One anecdote about Altman, I was unaware of how much the man loved marijuana. Generally not surprising, but apparently the guy loved to smoke really, REALLY strong weed and more than a few collaborators have recalled others warning them not to smoke anything he offered them because if you do, you wouldn't be able to work or think straight for the rest of the day.

birdistheword, Wednesday, 21 February 2024 04:31 (two months ago) link

A short that he made in the mid-60’s, POT-AU-FOU, is about his love of reefer

beamish13, Wednesday, 21 February 2024 05:14 (two months ago) link

Re: California Split & streaming & the cancelled Indicator Blu...This was just posted over at the Criterion Forum by a user who works with many UK labels, including Indicator:

I'm often told that "surely [insert title] must be available because there's clearly an HD master out there" - but that master may have been created primarily for TV/streaming, which means that certain rights won't necessarily have been cleared. A good example being California Split, which exists in two versions: the full version as signed off by Robert Altman, whose theatrical and broadcast rights were cleared at the time but whose home video rights weren't (since this wasn't an issue in 1974), and a shorter version created by Sony in the mid-2000s for DVD release that removed a couple of tracks after they turned out to be too expensive to license the home video rights for retrospectively.
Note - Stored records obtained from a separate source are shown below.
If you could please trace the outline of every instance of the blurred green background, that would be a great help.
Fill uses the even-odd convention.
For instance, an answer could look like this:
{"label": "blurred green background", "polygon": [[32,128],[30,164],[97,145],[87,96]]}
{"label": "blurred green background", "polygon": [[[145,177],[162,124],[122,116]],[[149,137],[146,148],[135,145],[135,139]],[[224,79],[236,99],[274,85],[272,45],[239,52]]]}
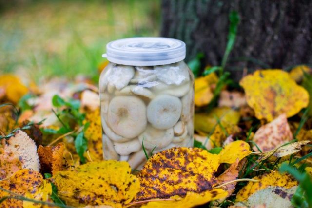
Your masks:
{"label": "blurred green background", "polygon": [[36,81],[98,73],[106,44],[159,35],[159,0],[0,1],[0,69]]}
It appears that broadcasting rights automatically encompass streaming rights, hence the uncut version of California Split being made available for streaming - but, as Indicator found out the hard way, releasing the full version on home video requires shelling out what turned out to be an unrealistically huge sum (and unrealistically huge for Sony, never mind a small British boutique label). And while they could have released the shorter version, they reckoned - no doubt wholly accurately - that people would loudly protest not only because it was a cut version but also because the uncut version is easy enough to see on other platforms, so surely the label must be full of utter blithering incompetents who don't know what they're doing (and so on for several more ranty paragraphs).

And there's no easy way round this, which is why so many wishlists are full of titles that, realistically, are very unlikely ever to be made available on home video.
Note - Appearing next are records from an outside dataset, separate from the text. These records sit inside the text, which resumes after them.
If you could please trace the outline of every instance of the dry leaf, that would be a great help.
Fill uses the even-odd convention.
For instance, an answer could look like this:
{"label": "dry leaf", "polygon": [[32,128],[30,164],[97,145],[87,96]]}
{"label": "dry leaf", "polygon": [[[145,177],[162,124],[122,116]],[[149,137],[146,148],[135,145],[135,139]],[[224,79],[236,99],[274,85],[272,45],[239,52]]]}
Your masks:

This goes before the first paragraph:

Part of the problem is that people think that sub-licensing is simply a case of the rightsholder handing over a master and wishing the project well - but in fact in order to get that master into a commercially releasable state there may be a ton of legal work involved, especially if the film dates from before the home video era when third-party rights may not have been fully cleared.